Michela Marzano, Sii bella e stai zitta. Perché l’Italia di oggi offende le donne, Mondadori maggio 2010. pp. 160.

di Emanuela Catalano

Michela Marzano. Fino a pochi anni fa, un nome probabilmente sconosciuto ai più nel nostro Paese ma che da qualche tempo sta tornando alla ribalta imponendosi con sempre più forza e decisione all’opinione pubblica.

Il motivo di tale sostanziale “ignoranza” risiede presumibilmente nel fatto che l’autrice, nata a Roma quarant’anni fa, viene annoverata tra i cosiddetti ‘cervelli in fuga’ che dall’Italia hanno trovato terreno fertile alle proprie idee e riflessioni in una nazione che per storia e tradizione appare da sempre più aperta alle novità della nostra: la Francia.

 Se digitate il suo nome su Google o qualsivoglia altro motore di ricerca, scoprirete con vostro grande sgomento che pullulano i siti esteri che parlano di lei mentre quelli italiani denotano una certa carenza e lacunosità che solo di recente si va diradando.
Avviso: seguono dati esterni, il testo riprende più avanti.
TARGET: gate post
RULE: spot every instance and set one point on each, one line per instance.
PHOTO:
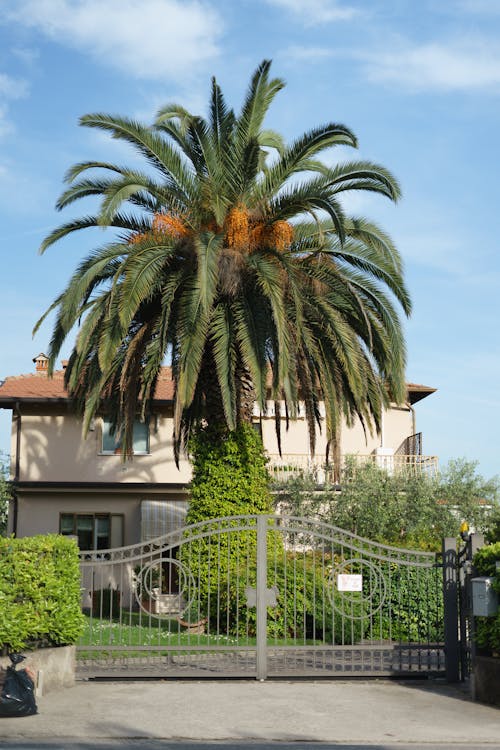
(261, 598)
(451, 614)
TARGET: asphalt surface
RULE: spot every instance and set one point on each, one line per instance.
(174, 714)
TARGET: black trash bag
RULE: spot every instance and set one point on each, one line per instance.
(18, 694)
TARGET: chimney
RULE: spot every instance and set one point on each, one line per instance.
(41, 363)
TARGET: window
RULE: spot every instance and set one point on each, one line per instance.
(94, 530)
(140, 438)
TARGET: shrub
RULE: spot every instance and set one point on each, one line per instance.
(229, 479)
(488, 628)
(39, 592)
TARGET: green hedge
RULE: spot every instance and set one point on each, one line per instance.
(488, 628)
(39, 592)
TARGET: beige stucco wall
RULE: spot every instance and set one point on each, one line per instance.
(52, 449)
(398, 424)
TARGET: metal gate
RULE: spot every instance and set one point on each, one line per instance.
(261, 596)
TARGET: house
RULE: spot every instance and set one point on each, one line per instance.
(81, 486)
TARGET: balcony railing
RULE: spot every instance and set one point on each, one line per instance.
(290, 465)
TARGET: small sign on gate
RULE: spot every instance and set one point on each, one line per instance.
(349, 582)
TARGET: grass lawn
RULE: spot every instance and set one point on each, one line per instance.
(160, 635)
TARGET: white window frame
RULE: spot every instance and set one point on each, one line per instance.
(138, 424)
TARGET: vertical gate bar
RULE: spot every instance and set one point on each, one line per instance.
(450, 598)
(261, 666)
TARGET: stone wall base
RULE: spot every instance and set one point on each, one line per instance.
(487, 679)
(54, 668)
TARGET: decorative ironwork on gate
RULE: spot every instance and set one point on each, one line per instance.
(261, 596)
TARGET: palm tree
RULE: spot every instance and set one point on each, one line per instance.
(231, 255)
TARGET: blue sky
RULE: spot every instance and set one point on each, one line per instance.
(418, 82)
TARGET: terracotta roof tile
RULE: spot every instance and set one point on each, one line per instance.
(39, 386)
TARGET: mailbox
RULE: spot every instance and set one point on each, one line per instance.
(484, 597)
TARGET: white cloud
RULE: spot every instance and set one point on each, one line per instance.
(307, 54)
(462, 64)
(146, 39)
(315, 12)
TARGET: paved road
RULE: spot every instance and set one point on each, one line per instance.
(167, 745)
(340, 714)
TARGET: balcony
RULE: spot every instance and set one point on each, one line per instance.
(290, 465)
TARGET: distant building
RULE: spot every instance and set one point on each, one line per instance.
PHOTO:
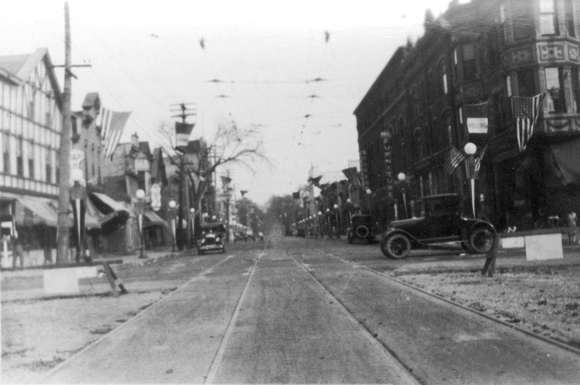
(456, 85)
(30, 132)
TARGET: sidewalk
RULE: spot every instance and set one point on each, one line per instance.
(28, 283)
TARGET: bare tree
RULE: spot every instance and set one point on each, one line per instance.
(229, 145)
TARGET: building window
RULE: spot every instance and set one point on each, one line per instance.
(19, 159)
(443, 69)
(523, 18)
(6, 154)
(575, 89)
(555, 88)
(418, 145)
(448, 135)
(569, 10)
(548, 17)
(48, 165)
(526, 83)
(469, 69)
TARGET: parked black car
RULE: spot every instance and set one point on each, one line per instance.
(361, 229)
(212, 238)
(441, 222)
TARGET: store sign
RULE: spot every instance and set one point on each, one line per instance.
(76, 157)
(477, 125)
(155, 197)
(141, 164)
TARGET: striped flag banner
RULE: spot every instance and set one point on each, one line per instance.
(526, 111)
(353, 177)
(112, 126)
(454, 158)
(182, 133)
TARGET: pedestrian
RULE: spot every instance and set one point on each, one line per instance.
(572, 227)
(18, 253)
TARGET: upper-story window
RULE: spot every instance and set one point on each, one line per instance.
(526, 83)
(418, 143)
(6, 153)
(569, 12)
(575, 89)
(548, 17)
(523, 19)
(469, 69)
(555, 88)
(443, 71)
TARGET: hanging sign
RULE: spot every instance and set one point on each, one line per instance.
(155, 197)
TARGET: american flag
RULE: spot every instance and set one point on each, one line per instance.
(352, 176)
(112, 126)
(477, 163)
(526, 111)
(455, 157)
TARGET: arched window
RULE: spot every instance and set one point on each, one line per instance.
(447, 135)
(418, 144)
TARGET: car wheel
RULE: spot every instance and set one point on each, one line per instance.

L’autrice si è imposta al grande pubblico in particolar modo per le sue riflessioni che vertono intorno alla questione della corporeità.

Nel 2009, la casa editrice Mondadori ha pubblicato “L’estensione del dominio della manipolazione”. In tale contesto è piuttosto del suo ultimo libro che voglio parlare, intitolato significativamente “Sii bella e taci”. Non a caso, sono i versi del poeta maledetto Charles Baudelaire che riecheggiano e ci tornano alla mente scorgendo il libro sugli scaffali della libreria e ciò che ancor di più attira l’attenzione è il suo sottotitolo: Perché l’Italia di oggi offende le donne.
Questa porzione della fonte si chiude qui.